E.U. Hits U.S. with $4 Billion in Tariffs, Including a Range of Ag Goods
- by Melissa De Leon Chavez
THE E.U. - The value of produce is being spotlighted on the world stage once again. And unfortunately, once again, it is in a political tug-of-war. Earlier this month, the European Union (E.U.) placed tariffs on a number of U.S. items ranging from 15–25 percent, with the latter amount being placed on several produce categories, including grapefruit, sweet potatoes, and table grapes, as well as tractors and orange juice, among other items. The latest list amounts to nearly $4 billion in U.S. goods.
“A 25 percent tariff certainly makes exporting very challenging. We expect some level of impact on our market, but it remains to be seen how great it will be,” April Flowers, Marketing Director for Lone Star Citrus, shared on perceived impacts of the move.

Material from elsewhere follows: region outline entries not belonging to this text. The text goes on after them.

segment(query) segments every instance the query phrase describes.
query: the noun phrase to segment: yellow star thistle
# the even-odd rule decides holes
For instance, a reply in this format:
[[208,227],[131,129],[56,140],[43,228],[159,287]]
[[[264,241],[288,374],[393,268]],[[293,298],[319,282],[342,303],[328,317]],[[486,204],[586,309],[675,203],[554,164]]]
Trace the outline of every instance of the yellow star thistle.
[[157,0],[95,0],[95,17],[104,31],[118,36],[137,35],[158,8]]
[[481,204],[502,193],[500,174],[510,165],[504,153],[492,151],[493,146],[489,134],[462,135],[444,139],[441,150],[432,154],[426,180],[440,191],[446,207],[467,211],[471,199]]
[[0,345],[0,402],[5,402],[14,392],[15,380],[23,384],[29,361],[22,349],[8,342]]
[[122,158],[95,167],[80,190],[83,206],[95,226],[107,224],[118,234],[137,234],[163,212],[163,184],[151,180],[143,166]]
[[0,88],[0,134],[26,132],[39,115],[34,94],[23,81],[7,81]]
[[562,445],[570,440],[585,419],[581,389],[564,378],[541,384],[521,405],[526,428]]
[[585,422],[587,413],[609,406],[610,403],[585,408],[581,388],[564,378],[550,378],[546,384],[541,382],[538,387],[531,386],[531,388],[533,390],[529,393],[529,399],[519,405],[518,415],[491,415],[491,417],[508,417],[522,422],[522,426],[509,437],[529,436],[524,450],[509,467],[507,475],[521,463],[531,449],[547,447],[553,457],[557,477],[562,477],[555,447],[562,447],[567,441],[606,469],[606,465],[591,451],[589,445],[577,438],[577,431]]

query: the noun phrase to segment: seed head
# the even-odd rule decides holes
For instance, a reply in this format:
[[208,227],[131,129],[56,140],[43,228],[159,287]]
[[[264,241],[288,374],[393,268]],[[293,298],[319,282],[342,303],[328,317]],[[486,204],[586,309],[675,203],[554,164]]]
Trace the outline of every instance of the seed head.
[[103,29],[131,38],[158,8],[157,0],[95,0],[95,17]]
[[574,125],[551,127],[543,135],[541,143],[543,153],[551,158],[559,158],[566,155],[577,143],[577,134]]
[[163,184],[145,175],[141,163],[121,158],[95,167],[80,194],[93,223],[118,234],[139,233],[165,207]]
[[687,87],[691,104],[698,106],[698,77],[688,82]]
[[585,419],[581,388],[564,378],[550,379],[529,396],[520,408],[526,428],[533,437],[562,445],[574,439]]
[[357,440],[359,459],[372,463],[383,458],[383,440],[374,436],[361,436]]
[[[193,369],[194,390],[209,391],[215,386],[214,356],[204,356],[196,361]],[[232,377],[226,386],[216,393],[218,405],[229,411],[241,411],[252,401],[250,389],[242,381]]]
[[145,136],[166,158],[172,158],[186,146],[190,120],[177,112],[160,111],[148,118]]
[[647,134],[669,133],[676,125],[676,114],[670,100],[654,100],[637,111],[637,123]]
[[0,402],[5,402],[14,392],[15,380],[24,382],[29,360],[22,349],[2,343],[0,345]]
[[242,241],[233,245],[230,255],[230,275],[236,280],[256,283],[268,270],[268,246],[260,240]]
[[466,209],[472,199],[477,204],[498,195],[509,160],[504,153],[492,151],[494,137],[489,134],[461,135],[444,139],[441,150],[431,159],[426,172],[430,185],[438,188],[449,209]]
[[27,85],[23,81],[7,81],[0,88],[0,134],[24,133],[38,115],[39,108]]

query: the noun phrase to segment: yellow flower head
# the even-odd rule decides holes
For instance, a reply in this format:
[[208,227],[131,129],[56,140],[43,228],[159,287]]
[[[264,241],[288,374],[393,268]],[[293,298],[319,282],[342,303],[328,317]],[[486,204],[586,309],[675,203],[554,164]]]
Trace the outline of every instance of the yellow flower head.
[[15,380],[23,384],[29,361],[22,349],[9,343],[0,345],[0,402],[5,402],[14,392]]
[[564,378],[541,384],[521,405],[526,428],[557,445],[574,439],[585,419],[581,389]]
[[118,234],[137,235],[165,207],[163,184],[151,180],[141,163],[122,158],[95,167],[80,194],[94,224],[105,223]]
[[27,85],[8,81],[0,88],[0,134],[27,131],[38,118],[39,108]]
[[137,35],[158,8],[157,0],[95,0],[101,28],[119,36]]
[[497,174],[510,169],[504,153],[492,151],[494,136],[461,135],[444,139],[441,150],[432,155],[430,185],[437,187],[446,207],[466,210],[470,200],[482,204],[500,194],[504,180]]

This is the latest in a series of moves related to a dispute between the U.S. and the E.U. over the subsidizing of aircraft production. In response, the Farm Bureau Federation noted in a release that it is frequently the case that U.S. food and agriculture are being “dragged into a dispute that they had nothing to do with.”

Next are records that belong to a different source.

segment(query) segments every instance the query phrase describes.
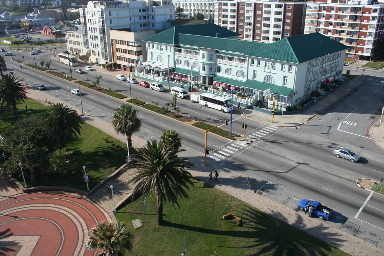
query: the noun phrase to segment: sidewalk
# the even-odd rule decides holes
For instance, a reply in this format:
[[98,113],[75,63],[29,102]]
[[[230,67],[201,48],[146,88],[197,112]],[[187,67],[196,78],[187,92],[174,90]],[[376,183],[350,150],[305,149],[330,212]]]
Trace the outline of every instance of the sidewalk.
[[[363,80],[364,79],[361,79],[360,82]],[[341,90],[342,88],[338,89],[339,90],[338,92],[339,93],[338,94],[341,95],[342,92],[345,93],[348,91],[348,88],[353,88],[354,86],[356,86],[359,83],[359,80],[356,80],[356,81],[358,82],[344,85],[345,86],[344,88],[342,87],[343,90]],[[46,94],[37,90],[28,90],[28,92],[29,93],[28,96],[45,104],[44,103],[47,98]],[[51,96],[50,96],[48,99],[52,102],[61,102]],[[326,98],[323,100],[326,99]],[[78,113],[81,113],[80,110],[69,105],[66,103],[63,103],[76,110]],[[327,106],[325,103],[321,107],[316,107],[316,109]],[[311,114],[313,115],[313,114]],[[306,115],[308,116],[305,119],[313,116],[309,114]],[[97,118],[91,116],[86,113],[85,113],[83,118],[85,121],[89,124],[125,142],[125,137],[117,135],[109,123]],[[383,126],[384,127],[384,125]],[[382,131],[381,131],[384,132]],[[146,141],[136,136],[132,138],[132,144],[137,147],[142,146],[146,143]],[[199,160],[197,160],[193,163],[195,165],[193,169],[188,171],[194,177],[206,182],[208,172],[213,168],[212,166],[210,166],[207,169],[206,167],[203,166],[202,161]],[[214,163],[211,164],[214,165]],[[333,228],[329,225],[326,222],[305,216],[302,212],[298,212],[280,203],[264,196],[262,194],[255,193],[253,190],[249,188],[246,177],[239,175],[235,171],[230,170],[226,171],[226,172],[222,172],[220,178],[219,178],[221,181],[227,181],[224,182],[225,185],[217,184],[215,186],[216,188],[249,204],[252,206],[257,208],[271,216],[305,231],[351,255],[384,255],[384,250],[379,248],[376,247],[371,244],[365,243],[359,238]],[[116,175],[113,180],[108,180],[107,185],[100,186],[100,189],[103,190],[103,194],[100,194],[99,195],[99,196],[97,196],[98,200],[99,200],[98,203],[103,205],[106,208],[109,208],[105,209],[108,211],[113,210],[113,208],[111,208],[112,207],[111,196],[108,195],[110,193],[110,191],[108,189],[108,186],[110,184],[113,185],[114,186],[118,186],[116,188],[119,192],[118,196],[119,197],[119,203],[123,201],[125,199],[127,198],[130,195],[131,193],[131,188],[127,187],[125,183],[132,175],[132,171],[123,171],[118,175]],[[124,184],[126,188],[118,186],[122,184]],[[98,191],[99,191],[99,190]]]

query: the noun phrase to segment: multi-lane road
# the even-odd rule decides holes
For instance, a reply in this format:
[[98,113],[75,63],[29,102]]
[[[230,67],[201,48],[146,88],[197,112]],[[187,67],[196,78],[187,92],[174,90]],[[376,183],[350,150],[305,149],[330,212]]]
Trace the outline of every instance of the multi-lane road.
[[[21,59],[18,57],[22,53],[15,53],[14,58]],[[36,62],[50,59],[53,53],[43,52],[35,55]],[[23,55],[26,62],[33,63],[29,52]],[[47,95],[80,108],[78,96],[70,93],[75,88],[73,83],[32,68],[20,69],[17,63],[8,59],[6,61],[8,70],[20,76],[26,83],[31,85],[45,84],[48,86],[45,92]],[[69,74],[68,67],[57,61],[53,60],[51,66],[56,71]],[[96,74],[99,73],[89,71],[85,74],[74,73],[73,75],[85,80],[87,78],[93,80]],[[377,81],[380,78],[368,78],[356,90],[305,125],[281,128],[257,122],[250,123],[248,120],[247,136],[253,139],[253,142],[248,145],[210,136],[208,147],[211,149],[207,172],[218,170],[222,173],[220,177],[223,181],[228,171],[252,178],[258,192],[291,207],[296,208],[298,200],[302,198],[320,201],[335,211],[329,221],[331,224],[384,247],[384,198],[371,194],[355,184],[359,178],[379,181],[384,176],[383,152],[372,143],[367,134],[369,126],[381,114],[378,110],[382,107],[380,95],[384,87],[381,87],[379,81]],[[129,95],[127,83],[113,77],[104,75],[101,85]],[[137,85],[132,85],[131,88],[132,96],[143,101],[164,103],[171,101],[169,93],[158,93]],[[84,111],[110,122],[114,109],[122,101],[91,89],[83,88],[81,90]],[[229,118],[228,113],[187,100],[178,100],[178,104],[183,115],[207,123],[218,123]],[[147,140],[158,140],[163,131],[175,129],[180,133],[183,148],[187,150],[183,155],[202,166],[203,132],[146,110],[141,109],[139,115],[142,127],[135,135]],[[247,120],[238,112],[235,113],[233,120],[233,131],[241,133],[241,124]],[[333,149],[340,146],[355,151],[361,156],[361,161],[351,163],[336,158],[332,154]]]

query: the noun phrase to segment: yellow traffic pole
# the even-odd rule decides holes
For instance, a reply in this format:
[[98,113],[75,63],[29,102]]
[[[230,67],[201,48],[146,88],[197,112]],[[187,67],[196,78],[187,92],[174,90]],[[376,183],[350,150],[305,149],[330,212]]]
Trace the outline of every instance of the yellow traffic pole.
[[273,112],[272,112],[272,121],[271,123],[273,122],[273,116],[275,116],[275,103],[276,101],[276,96],[273,96],[273,106],[272,107],[272,111]]

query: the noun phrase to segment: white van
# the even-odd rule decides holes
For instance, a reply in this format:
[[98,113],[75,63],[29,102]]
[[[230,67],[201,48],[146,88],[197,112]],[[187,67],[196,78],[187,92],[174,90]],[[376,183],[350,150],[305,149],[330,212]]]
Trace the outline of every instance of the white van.
[[151,88],[151,90],[156,90],[157,91],[161,91],[166,89],[160,83],[156,83],[156,82],[152,82],[151,83],[149,86],[149,88]]
[[180,97],[182,99],[185,98],[188,98],[189,96],[188,92],[182,88],[178,87],[177,86],[174,86],[172,87],[170,90],[170,93],[172,95],[176,95],[177,97]]

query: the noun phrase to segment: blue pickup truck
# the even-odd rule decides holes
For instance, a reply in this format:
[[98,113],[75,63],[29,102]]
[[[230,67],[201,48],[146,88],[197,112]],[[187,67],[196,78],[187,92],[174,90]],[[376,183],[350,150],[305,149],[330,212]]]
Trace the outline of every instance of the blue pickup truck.
[[298,205],[299,208],[303,211],[305,210],[306,207],[309,207],[312,205],[314,207],[314,209],[312,211],[312,214],[317,215],[319,216],[319,218],[321,220],[329,219],[333,213],[333,210],[322,205],[320,202],[318,201],[303,199],[299,202]]

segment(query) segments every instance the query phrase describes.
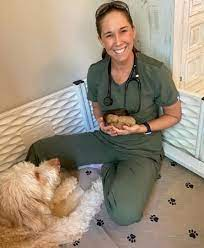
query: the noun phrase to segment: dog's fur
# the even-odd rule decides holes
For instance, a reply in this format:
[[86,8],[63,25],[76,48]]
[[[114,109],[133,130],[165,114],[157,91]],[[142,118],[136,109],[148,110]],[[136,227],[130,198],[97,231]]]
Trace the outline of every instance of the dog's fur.
[[0,247],[73,242],[87,231],[102,200],[100,179],[84,192],[73,173],[60,175],[58,159],[39,167],[21,162],[0,173]]

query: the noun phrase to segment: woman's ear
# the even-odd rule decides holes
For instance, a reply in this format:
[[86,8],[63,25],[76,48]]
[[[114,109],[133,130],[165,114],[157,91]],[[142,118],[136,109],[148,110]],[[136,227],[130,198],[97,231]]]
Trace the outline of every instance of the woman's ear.
[[101,46],[104,47],[103,41],[101,40],[101,37],[100,37],[100,36],[98,36],[98,40],[99,40],[99,42],[101,43]]
[[135,39],[136,38],[136,34],[137,34],[135,26],[133,26],[132,29],[133,29],[133,36],[134,36],[134,39]]

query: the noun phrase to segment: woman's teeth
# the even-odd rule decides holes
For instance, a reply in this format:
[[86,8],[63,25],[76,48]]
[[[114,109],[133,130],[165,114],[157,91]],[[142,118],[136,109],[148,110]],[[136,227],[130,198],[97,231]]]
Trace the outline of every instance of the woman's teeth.
[[115,50],[115,53],[121,54],[125,51],[125,48]]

In a BBC News report, E.U. Trade Commissioner Valdis Dombrovskis said the E.U. wanted to see both sides remove their respective tariffs and end the ongoing feud between our two countries.
"Removing these tariffs is a win-win for both sides, especially with the pandemic wreaking havoc on our economies," Dombrovskis said, going on to refer to the most recent U.S. Presidential election. "We now have an opportunity to reboot our transatlantic cooperation and work together toward our shared goals."
Will we soon see this hatchet buried? AndNowUKnow will continue to report as we keep our fingers crossed over our keyboards.